Even in liberal states like New York, restrictions on abortion can have unintended consequences.
Amy Drucker/Stocksy

Abortions—both medical and surgical—are safe, and complications are rare. Abortion is safer than pregnancy or childbirth. Abortions can be safely administered in outpatient settings. And though they are on the decline, they’re common, with one in four women having an abortion by age 45.

And yet, a 30-year-old New York woman died from complications after getting an abortion at 25 weeks pregnant.

The doctor who performed the procedure was recently tried for second-degree manslaughter. While most medical malpractice suits are civil matters, a jury deliberated last week whether Robert Rho was criminally responsible for the 2016 death of Jamie Lee Morales of Buffalo, New York, for which he could have faced up to 15 years in jail. While the jury convened, Rho agreed on Friday to plead guilty to the lesser charge of criminally negligent homicide, which carries a sentence of 1.3 to 4 years of jail time; he's awaiting sentencing.

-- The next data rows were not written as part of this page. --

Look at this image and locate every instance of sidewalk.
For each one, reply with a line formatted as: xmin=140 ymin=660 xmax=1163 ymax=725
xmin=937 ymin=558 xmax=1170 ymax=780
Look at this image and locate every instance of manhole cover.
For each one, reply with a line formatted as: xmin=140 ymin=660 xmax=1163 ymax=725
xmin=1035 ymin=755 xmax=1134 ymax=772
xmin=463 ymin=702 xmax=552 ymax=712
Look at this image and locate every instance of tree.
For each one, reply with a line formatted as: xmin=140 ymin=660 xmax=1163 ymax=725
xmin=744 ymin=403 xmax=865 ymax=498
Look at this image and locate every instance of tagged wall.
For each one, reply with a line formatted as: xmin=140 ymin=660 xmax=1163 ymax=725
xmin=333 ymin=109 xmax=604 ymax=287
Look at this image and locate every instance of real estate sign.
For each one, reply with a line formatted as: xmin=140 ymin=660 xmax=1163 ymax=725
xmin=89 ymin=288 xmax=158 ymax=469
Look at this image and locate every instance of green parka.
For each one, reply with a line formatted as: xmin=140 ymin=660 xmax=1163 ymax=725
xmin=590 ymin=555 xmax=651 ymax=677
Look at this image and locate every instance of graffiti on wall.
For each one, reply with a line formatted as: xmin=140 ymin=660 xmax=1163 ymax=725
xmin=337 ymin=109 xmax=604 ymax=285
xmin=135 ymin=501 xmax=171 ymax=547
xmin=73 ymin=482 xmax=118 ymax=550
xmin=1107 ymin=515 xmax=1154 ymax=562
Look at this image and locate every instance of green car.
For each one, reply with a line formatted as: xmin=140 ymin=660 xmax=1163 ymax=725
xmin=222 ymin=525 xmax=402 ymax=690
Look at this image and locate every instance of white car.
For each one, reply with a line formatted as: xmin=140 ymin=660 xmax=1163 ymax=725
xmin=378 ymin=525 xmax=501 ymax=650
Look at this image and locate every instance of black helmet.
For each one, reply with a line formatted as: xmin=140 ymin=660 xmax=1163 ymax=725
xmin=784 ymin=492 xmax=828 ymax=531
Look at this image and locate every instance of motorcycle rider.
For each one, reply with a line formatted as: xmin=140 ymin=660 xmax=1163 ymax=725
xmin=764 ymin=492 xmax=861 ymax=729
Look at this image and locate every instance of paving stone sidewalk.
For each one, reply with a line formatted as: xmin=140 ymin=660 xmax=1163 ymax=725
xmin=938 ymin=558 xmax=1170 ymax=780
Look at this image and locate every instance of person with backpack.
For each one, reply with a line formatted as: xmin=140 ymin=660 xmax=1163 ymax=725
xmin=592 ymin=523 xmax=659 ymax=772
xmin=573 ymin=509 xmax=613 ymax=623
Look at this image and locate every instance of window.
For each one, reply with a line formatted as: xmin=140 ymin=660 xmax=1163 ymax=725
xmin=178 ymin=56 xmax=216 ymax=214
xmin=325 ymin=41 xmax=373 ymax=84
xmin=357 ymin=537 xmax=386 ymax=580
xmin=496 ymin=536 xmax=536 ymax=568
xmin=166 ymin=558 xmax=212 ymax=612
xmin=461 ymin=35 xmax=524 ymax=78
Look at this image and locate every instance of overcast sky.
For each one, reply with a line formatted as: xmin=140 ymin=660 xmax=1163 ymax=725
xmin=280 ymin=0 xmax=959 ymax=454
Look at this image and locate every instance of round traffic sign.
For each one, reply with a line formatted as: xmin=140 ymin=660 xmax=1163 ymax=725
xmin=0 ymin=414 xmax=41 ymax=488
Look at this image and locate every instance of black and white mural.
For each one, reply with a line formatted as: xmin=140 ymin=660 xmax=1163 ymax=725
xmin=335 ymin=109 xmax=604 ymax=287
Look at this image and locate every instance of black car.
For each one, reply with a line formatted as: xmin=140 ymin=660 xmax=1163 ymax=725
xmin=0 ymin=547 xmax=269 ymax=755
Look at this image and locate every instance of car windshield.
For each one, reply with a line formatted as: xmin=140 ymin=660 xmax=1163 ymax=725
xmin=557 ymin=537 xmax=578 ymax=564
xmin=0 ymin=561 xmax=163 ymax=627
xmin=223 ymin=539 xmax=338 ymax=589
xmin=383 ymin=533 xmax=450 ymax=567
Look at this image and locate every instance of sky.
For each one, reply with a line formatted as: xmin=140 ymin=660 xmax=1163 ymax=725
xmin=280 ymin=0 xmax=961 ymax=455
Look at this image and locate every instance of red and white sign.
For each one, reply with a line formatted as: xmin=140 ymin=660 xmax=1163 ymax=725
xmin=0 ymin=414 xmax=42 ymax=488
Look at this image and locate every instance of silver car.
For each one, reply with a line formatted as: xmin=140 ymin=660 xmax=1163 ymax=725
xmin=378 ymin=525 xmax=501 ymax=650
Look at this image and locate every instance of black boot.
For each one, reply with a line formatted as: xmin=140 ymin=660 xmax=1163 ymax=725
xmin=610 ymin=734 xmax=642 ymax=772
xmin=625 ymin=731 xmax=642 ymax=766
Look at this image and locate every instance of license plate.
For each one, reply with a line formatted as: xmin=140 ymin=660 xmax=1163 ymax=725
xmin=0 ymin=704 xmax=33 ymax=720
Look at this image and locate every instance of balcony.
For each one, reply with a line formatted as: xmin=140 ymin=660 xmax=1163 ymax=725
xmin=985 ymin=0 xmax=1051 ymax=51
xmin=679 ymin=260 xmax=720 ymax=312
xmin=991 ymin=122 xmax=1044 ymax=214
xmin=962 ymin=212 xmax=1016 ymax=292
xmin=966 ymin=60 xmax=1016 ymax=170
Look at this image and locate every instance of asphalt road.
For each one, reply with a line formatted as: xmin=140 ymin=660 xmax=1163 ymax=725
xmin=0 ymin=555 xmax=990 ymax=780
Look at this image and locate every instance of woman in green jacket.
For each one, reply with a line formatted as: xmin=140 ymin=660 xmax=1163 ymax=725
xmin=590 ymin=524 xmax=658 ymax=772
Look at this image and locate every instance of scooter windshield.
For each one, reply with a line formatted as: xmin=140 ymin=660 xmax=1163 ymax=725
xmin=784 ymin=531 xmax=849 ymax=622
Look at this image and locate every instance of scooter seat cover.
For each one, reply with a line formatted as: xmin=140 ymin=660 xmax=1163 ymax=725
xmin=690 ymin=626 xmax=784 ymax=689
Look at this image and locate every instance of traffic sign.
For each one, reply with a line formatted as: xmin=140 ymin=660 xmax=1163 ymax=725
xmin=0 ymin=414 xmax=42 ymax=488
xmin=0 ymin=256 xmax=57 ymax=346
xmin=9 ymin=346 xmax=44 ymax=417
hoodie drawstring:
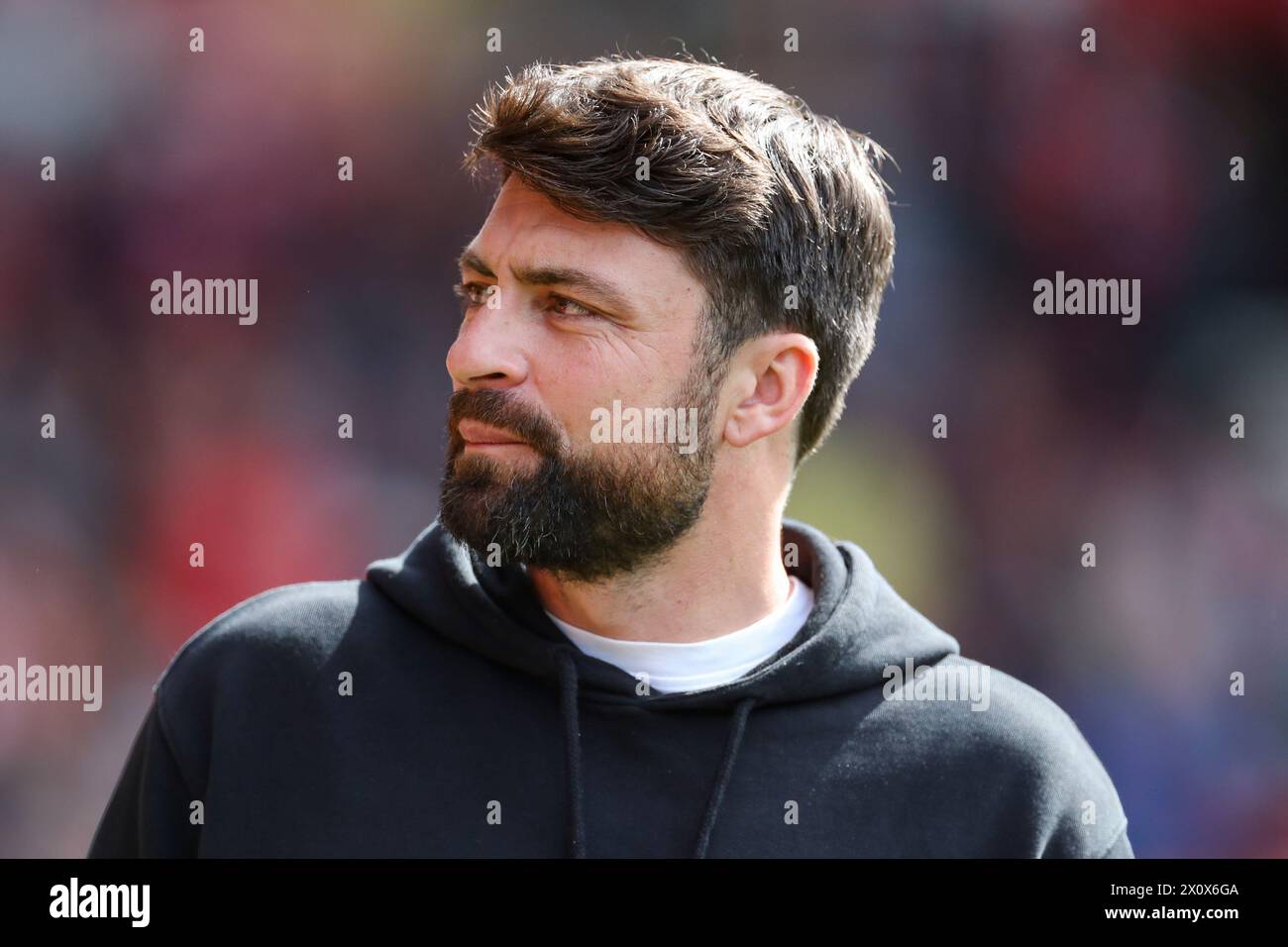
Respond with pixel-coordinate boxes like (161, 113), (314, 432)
(559, 648), (756, 858)
(559, 648), (587, 858)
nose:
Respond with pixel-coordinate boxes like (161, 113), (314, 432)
(447, 294), (528, 390)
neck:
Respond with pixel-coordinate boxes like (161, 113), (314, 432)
(528, 466), (791, 643)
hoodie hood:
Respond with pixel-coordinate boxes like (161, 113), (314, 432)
(366, 519), (960, 857)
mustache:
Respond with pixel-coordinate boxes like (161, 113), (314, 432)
(447, 388), (563, 458)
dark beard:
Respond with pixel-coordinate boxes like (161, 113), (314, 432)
(439, 374), (715, 582)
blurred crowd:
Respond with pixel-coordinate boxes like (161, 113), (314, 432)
(0, 0), (1288, 857)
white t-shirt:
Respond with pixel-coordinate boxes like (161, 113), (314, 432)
(546, 576), (814, 693)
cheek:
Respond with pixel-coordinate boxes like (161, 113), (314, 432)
(529, 335), (670, 446)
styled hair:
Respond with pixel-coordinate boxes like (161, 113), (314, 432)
(464, 54), (894, 464)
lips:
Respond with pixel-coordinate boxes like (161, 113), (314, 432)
(456, 419), (527, 445)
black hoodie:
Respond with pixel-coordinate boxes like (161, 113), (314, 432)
(89, 520), (1132, 858)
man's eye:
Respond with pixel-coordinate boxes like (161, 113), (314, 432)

When Morales came to the now-shuttered Liberty Women’s Healthcare in Flushing, Queens, she’d reportedly only learned a week earlier that she was pregnant. Rho performed a dilation and evacuation to terminate her pregnancy in one afternoon. When performed properly, this procedure is considered the safer and more common method of abortion in the second trimester. But the doctor is accused of causing “a laceration of the victim’s cervix, a perforation of the uterine wall, and a disruption and transection of the uterine artery,” according to the office of Queens District Attorney Richard A. Brown.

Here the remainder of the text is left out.